We Deserve What We Get

If Eleanor Roosevelt were alive and running, they'd talk about her big teeth and her hoity toity accent. If JFK were alive and running, they'd reveal his affair with Marilyn and slander his wife for it.
This post was published on the now-closed HuffPost Contributor platform. Contributors control their own work and posted freely to our site. If you need to flag this entry as abusive, send us an email.

This column is not about Hillary vs. Obama vs. Edwards. The truth is if I had the choice I'd vote for Dennis Kucinich because he's against the war, for the impeachment of war criminals in government, smart on the environment and the economy, and he has a sense of humor about UFOS. He's not afraid to joke about 'em for fear he'll be labeled a nutcase -- as indeed he was.

But I don't have that option. Kucinich represents my views, but he only got 1% in New Hampshire. Too bad.

I want to talk not about candidates but about our media turning every presidential election into a high school popularity contest. And we let them get away with it. And we don't stop Rupert Murdoch, Clear Channel, Disney, GE, Sumner Redstone and a few others from owning all the media all the time.

Our magazines and newspapers are so dumbed down that they never discuss issues, only stereotype or attack or puff up candidates -- and all for the most idiotic things -- like their marriages, which in truth we know nothing about -- or their weight or their clothes or their hair. They don't discuss brains, intelligence, psychological maturity, but only who's up or down in the polls, cuter in photos, who misted up, cried or didn't cry, said "my friends" like Reagan or mimicked Bill Clinton's style or JFK's or whomever's. Our press is a disgrace.
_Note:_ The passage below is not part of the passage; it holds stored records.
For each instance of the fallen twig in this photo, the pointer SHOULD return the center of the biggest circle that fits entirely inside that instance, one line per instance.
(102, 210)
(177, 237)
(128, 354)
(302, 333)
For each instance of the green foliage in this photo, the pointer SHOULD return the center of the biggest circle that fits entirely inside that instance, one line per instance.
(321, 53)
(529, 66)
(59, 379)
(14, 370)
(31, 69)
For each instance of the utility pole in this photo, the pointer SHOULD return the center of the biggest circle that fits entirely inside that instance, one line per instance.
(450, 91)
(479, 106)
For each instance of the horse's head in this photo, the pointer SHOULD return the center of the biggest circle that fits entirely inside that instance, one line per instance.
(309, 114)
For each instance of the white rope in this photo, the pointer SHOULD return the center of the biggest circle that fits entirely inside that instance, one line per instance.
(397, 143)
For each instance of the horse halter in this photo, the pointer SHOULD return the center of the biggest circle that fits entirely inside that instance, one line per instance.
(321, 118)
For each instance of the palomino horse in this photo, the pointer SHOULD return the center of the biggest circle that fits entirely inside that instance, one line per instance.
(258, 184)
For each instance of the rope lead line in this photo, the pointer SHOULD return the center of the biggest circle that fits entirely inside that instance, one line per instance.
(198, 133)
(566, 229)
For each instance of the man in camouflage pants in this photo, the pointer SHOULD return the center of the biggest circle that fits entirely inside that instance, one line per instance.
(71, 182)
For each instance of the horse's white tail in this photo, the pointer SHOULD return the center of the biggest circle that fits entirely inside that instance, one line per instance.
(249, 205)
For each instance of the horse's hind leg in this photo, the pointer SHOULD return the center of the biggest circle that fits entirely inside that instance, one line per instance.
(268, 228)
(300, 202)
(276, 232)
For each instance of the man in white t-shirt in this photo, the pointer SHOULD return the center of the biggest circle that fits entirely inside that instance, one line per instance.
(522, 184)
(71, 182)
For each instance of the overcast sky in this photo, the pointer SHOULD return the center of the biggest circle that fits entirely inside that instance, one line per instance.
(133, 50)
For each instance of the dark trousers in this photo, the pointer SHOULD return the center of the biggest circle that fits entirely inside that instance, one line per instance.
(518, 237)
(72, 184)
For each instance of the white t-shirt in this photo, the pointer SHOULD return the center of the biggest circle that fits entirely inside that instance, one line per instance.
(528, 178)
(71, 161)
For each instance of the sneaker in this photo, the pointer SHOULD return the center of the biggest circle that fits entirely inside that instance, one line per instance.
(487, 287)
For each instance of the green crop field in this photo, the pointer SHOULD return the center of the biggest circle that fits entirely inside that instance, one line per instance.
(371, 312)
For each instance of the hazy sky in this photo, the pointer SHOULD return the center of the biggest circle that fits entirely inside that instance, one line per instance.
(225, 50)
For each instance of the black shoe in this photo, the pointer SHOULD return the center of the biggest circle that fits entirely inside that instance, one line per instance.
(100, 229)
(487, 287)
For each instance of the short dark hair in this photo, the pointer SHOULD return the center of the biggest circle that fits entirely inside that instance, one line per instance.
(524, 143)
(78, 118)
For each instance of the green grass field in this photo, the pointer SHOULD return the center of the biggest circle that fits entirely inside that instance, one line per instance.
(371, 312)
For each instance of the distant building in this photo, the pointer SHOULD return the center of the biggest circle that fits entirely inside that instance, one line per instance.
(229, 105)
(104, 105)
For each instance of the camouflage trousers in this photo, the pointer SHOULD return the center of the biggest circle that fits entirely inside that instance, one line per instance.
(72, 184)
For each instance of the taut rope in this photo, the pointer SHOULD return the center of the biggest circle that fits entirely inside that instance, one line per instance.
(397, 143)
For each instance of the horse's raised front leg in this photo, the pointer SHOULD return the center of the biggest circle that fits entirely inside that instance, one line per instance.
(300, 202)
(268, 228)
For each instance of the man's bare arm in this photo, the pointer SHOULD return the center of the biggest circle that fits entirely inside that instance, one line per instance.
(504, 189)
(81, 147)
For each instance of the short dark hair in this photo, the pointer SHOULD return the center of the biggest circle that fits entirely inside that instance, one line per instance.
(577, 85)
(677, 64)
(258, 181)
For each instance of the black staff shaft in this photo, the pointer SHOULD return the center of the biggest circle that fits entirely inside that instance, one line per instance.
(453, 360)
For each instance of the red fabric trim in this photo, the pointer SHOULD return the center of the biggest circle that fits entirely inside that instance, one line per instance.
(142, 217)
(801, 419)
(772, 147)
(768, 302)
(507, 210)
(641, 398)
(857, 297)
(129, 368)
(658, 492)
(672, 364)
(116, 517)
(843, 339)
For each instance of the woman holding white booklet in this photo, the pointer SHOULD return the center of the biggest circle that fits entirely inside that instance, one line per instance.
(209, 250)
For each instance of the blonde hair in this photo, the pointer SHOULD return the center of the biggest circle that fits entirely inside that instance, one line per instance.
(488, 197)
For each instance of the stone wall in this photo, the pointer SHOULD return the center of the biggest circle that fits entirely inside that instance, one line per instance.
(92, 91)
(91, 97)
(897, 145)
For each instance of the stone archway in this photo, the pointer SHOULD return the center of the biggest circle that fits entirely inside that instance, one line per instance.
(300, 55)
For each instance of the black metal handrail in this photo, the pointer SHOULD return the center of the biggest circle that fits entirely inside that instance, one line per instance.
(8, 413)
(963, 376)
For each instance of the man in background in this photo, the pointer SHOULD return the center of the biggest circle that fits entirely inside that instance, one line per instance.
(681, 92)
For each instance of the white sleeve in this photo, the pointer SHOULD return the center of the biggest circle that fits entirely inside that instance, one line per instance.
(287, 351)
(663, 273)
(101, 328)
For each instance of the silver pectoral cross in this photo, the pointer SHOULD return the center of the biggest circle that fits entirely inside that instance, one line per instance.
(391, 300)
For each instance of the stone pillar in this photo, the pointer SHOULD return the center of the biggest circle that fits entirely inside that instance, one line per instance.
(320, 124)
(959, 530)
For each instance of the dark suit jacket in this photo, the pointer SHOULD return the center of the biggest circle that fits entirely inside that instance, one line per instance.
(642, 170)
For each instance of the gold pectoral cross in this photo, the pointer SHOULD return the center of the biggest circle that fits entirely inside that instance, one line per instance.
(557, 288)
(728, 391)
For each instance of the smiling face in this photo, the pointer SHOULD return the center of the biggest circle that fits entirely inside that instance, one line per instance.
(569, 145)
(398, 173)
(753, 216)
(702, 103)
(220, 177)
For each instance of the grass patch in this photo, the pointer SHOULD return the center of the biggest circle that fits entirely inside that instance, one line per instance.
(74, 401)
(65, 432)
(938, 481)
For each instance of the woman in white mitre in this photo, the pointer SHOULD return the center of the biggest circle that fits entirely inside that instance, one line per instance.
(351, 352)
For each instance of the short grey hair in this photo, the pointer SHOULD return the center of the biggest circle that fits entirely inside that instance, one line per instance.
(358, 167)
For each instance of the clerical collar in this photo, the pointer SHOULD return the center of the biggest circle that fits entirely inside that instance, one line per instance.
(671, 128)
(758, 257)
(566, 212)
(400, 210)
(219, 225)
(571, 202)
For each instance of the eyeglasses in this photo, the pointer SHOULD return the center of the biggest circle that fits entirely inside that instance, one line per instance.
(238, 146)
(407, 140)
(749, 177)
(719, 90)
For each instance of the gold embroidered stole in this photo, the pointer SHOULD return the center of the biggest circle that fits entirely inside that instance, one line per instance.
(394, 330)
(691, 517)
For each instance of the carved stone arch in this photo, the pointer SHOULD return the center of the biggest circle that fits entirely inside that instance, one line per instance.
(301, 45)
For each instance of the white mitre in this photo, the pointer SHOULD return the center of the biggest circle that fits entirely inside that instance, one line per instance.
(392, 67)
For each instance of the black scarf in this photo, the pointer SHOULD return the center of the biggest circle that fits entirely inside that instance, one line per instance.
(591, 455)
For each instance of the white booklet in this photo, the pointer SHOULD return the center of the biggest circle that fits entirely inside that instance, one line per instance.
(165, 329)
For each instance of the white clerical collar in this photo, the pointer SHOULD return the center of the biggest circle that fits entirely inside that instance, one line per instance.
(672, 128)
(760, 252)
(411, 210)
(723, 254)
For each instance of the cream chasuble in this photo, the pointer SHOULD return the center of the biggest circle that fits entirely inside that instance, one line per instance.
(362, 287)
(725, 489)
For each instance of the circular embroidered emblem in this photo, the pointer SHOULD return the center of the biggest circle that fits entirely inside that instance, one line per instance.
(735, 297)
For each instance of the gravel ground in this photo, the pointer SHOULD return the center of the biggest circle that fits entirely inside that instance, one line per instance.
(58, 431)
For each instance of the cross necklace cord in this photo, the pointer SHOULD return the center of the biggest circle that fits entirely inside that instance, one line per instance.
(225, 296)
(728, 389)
When Al Gore was a candidate, he was mocked and slimed by our stupid press. And look who we got? Cheneybush! Now Hillary's being slimed for being a woman, for being the wife of, for being smart, for being political, for being old, for not having left her husband -- just as she'd be slimed if she had left her husband. She has baggage -- like any old broad -- because the truth is that the older you are the more baggage you have. So there's ageism too. And a new fresh face, with less baggage, is like the latest starlet in Hollywood. We never heard about Edwards' ideas until his wife got cancer. We heard about his haircuts!

We never discuss psychological depth because hey, who cares if the president's a bomb-happy dry-drunk trying to play out an Oedipal war with his father? We never talk about people being tested in power or how steady they are or whether they read books or understand what they read because we judge them on their looks. Or one idiotic sound byte, taken out of context.

We had gazillions of columns about Al Gore's weight gain and growing a beard -- I was even asked to write one for the New York Times -- and I obliged because that's all the news that's fit to print and I like shooting my mouth off on the Op-Ed page as much as anyone. Besides women writers are only drafted for the most trivial subjects. We comment on style not substance, beards not policy, clothes and shoes and chick lit and cooking. The men get the big topics like war, though women have the most to lose--like their children whom they carried and nursed and suckled and love more than themselves--as of course do many men.

Bush was considered a good ole boy and Gore was a considered a nerd. Now Edwards cares too much about his hair, Hillary "cried" in the press--though she didn't cry in reality. But we live in this parallel universe where there is no reality. Obama? Who knows who he is? A brilliant writer, yes, a cute young guy, yes, a progressive, we think. But who really knows? I give him the benefit of the doubt. Why not? But what a stupid way to choose a President!

If Eleanor Roosevelt were alive and running, they'd talk about her big teeth and her hoity toity accent. If JFK were alive and running, they'd reveal his affair with Marilyn and slander his wife for it. If Jackie O were alive and running, they'd say she fucked Onassis -- which she did -- while she was married to JFK. If Plato were alive and running, they'd say he was gay--though many Greeks were bisexual and thought nothing of it.

So kids, if you elect a President of the United States like you elected the President of the GO in High School, you deserve what you get.